NO ANIMAL CONFINEMENT MEASURE IN COLORADO: Colorado's ballot will be a little less crowded, as animal rights advocates drop their farm animal confinement measure. The state legislature passed legislation similar enough to satisfy the initiative's backers.
OAKLAND YOUTH: Here's an interesting report on a city of Oakland (Calif.) ballot initiative to double funding for a youth services program.
NEVADA NEUTRALITY: School superintendents, never fan of teachers' union, are staying out of a coming mega-ballot war in Nevada over the union's effort to raise taxes on gaming to generate more funds for education.
MAINE DEBATE: A referendum question has been submitted in Maine that would remove "sexual orientation" from human rights and discrimination law, and bar same-sex marriage and adoption by gay couples.

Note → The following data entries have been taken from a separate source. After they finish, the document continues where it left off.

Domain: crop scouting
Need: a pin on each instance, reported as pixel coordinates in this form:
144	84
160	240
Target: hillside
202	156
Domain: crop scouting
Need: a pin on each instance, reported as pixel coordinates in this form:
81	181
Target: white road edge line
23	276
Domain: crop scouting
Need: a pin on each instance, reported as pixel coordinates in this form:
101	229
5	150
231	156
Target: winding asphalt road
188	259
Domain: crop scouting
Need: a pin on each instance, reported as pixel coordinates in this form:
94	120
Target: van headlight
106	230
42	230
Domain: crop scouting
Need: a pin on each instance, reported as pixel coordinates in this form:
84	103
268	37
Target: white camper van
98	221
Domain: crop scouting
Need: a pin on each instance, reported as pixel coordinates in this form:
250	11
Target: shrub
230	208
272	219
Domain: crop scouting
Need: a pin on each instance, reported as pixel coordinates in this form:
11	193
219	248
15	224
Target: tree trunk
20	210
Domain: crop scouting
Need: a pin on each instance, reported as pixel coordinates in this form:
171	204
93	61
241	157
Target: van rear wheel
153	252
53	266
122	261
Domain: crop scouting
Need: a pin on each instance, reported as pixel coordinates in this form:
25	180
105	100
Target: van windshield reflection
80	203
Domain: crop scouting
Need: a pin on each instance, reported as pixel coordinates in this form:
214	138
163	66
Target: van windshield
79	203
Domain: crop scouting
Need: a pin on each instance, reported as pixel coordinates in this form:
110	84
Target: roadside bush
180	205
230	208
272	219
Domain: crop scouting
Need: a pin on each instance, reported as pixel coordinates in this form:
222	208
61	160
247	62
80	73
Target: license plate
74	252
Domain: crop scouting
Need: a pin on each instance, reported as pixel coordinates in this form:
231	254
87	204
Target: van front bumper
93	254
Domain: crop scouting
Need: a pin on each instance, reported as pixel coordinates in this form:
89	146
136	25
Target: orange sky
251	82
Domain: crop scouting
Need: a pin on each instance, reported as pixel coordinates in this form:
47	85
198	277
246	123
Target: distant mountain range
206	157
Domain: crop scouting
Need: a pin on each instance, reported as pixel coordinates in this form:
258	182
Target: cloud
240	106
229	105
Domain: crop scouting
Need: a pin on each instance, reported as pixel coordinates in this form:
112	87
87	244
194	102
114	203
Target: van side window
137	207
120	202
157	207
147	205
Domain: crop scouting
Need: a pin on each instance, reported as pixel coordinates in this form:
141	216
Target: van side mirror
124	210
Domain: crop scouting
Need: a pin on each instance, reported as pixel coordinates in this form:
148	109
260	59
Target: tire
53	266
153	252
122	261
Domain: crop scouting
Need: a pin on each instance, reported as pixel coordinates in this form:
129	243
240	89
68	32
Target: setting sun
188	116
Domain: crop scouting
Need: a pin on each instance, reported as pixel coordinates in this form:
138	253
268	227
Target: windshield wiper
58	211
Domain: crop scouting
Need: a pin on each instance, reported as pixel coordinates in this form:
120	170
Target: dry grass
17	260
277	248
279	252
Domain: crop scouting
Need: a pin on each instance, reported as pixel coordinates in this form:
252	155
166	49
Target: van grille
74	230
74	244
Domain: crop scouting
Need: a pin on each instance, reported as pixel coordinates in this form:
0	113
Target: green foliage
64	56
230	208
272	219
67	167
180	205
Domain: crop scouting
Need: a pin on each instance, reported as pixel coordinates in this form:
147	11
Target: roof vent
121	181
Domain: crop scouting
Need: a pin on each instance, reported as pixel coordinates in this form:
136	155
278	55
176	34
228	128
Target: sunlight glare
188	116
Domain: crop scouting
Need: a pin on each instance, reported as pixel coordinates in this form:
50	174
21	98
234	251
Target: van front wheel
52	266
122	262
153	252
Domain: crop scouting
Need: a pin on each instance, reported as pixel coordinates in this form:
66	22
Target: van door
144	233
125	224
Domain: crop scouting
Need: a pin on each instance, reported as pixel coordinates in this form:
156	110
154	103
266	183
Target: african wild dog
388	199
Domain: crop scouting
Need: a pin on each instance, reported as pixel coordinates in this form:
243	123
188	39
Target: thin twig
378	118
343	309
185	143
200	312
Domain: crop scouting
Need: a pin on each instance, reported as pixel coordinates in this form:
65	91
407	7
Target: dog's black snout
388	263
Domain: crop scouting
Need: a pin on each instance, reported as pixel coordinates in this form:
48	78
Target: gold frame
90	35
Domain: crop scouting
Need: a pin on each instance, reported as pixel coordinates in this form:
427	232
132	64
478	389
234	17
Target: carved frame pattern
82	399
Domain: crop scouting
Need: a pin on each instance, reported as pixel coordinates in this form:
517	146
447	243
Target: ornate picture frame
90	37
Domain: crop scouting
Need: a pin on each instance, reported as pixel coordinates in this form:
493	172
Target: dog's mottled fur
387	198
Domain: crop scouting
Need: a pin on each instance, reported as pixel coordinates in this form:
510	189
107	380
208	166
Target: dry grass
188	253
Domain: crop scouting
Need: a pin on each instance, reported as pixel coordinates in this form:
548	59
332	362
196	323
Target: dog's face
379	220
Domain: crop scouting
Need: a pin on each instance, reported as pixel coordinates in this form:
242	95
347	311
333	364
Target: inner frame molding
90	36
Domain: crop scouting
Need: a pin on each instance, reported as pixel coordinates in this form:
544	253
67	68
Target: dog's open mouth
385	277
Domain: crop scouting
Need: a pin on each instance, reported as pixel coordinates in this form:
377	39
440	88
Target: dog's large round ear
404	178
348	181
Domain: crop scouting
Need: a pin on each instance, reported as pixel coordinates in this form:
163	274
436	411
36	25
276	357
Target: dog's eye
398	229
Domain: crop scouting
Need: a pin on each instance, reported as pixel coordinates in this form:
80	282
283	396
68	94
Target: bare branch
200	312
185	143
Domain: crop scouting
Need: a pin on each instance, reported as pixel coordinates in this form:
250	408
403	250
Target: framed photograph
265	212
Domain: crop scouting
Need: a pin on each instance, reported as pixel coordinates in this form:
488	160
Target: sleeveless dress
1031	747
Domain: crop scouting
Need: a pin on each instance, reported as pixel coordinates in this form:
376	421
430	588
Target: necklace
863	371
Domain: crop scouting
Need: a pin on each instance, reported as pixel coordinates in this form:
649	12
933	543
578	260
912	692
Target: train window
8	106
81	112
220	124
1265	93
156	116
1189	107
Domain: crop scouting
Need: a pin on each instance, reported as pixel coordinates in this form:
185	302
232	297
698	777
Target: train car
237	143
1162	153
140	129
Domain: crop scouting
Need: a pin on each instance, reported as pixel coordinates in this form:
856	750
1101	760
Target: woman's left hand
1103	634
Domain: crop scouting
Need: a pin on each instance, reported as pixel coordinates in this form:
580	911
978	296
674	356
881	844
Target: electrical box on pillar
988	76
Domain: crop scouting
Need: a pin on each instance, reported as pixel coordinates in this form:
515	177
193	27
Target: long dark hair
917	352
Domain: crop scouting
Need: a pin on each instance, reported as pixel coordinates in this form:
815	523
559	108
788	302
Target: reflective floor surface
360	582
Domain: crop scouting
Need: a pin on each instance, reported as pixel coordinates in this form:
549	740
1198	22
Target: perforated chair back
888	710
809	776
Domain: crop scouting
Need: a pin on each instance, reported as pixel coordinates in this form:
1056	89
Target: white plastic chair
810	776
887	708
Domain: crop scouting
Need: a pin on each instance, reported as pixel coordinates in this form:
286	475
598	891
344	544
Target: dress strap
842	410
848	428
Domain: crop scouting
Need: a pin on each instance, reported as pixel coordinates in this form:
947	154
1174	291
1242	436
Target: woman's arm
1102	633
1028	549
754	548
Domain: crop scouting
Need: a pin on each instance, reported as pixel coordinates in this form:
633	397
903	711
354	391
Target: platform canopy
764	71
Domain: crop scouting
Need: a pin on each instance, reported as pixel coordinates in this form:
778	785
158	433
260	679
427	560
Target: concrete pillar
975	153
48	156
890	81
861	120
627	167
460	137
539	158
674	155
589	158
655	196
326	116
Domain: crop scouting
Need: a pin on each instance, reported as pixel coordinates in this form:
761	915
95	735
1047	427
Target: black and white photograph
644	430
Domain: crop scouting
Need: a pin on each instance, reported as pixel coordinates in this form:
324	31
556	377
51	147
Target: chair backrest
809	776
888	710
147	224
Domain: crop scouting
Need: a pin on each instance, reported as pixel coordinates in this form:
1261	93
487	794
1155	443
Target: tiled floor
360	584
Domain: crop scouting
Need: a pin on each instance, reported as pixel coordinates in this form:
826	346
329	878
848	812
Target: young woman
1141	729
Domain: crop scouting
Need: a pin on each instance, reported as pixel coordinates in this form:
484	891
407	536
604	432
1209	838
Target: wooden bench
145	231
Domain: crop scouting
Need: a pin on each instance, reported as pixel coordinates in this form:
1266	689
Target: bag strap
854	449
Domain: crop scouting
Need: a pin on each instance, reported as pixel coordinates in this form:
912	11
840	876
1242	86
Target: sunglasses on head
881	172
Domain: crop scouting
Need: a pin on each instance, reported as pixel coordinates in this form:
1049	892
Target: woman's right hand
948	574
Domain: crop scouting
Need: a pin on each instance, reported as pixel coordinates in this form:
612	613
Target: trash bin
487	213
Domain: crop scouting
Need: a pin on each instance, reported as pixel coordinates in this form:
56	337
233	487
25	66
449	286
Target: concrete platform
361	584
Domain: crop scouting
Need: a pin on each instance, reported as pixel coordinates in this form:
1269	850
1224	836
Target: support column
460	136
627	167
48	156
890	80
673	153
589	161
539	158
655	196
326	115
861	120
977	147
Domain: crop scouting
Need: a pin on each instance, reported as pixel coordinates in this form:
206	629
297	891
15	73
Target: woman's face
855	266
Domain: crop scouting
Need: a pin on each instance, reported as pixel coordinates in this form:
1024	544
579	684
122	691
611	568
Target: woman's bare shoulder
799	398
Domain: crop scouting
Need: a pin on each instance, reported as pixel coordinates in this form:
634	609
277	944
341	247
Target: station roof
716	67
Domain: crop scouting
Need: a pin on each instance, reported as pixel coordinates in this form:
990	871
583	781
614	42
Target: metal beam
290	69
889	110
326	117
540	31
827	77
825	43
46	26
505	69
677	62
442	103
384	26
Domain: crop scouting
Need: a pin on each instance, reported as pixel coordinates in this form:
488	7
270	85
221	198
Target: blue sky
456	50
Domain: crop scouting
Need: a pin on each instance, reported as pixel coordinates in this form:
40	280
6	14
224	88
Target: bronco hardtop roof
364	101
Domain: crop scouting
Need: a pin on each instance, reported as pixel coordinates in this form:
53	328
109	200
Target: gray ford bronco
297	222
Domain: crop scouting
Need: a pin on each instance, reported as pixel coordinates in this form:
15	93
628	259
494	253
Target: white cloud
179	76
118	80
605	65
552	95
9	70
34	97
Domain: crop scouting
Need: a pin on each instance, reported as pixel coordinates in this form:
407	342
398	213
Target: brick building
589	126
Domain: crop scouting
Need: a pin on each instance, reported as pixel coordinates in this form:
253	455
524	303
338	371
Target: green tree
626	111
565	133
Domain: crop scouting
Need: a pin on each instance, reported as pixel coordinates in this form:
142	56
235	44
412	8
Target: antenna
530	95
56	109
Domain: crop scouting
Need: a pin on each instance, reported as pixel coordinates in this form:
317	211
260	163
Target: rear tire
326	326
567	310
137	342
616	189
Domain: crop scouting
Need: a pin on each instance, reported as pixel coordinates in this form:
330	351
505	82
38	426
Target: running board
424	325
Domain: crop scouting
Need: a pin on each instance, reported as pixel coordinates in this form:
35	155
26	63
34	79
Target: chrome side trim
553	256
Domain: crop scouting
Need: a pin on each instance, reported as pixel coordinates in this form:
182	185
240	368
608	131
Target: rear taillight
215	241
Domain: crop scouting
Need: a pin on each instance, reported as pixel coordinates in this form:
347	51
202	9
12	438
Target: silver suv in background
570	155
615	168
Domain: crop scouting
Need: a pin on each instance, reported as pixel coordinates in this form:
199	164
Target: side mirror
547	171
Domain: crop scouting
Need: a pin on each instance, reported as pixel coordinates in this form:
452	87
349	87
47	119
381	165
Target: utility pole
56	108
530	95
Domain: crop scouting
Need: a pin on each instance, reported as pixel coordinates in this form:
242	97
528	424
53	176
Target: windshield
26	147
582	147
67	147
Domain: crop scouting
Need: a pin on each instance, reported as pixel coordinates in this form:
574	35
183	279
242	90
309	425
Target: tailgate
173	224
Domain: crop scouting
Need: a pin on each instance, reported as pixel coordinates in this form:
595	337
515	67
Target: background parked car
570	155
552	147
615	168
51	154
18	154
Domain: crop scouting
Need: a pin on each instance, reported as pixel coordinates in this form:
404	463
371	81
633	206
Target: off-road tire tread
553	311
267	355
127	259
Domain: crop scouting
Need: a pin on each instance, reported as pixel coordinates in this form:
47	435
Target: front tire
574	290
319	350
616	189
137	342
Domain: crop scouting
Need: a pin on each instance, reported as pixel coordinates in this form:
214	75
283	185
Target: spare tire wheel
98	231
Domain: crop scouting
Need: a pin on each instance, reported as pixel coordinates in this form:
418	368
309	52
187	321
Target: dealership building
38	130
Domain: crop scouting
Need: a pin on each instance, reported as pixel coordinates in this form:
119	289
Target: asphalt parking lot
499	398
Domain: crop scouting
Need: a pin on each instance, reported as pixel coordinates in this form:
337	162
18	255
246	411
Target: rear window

PARENTAL NOTIFICATION: Here's a description of another attempt, via California blalot initiative, to require parental notification for minors seeking abortions. A similar initiative went down in the 2005 special election. Over the past week, I found this initiative was a low priority for the state's signature gatherers. It's pay $1 or less a signature, half the price being paid by sponsors of redistricting, crime victims' rights, and alternative fuel measures.
FROM OVERSEAS: Croatians won't get to vote on their country's decision to join NATO.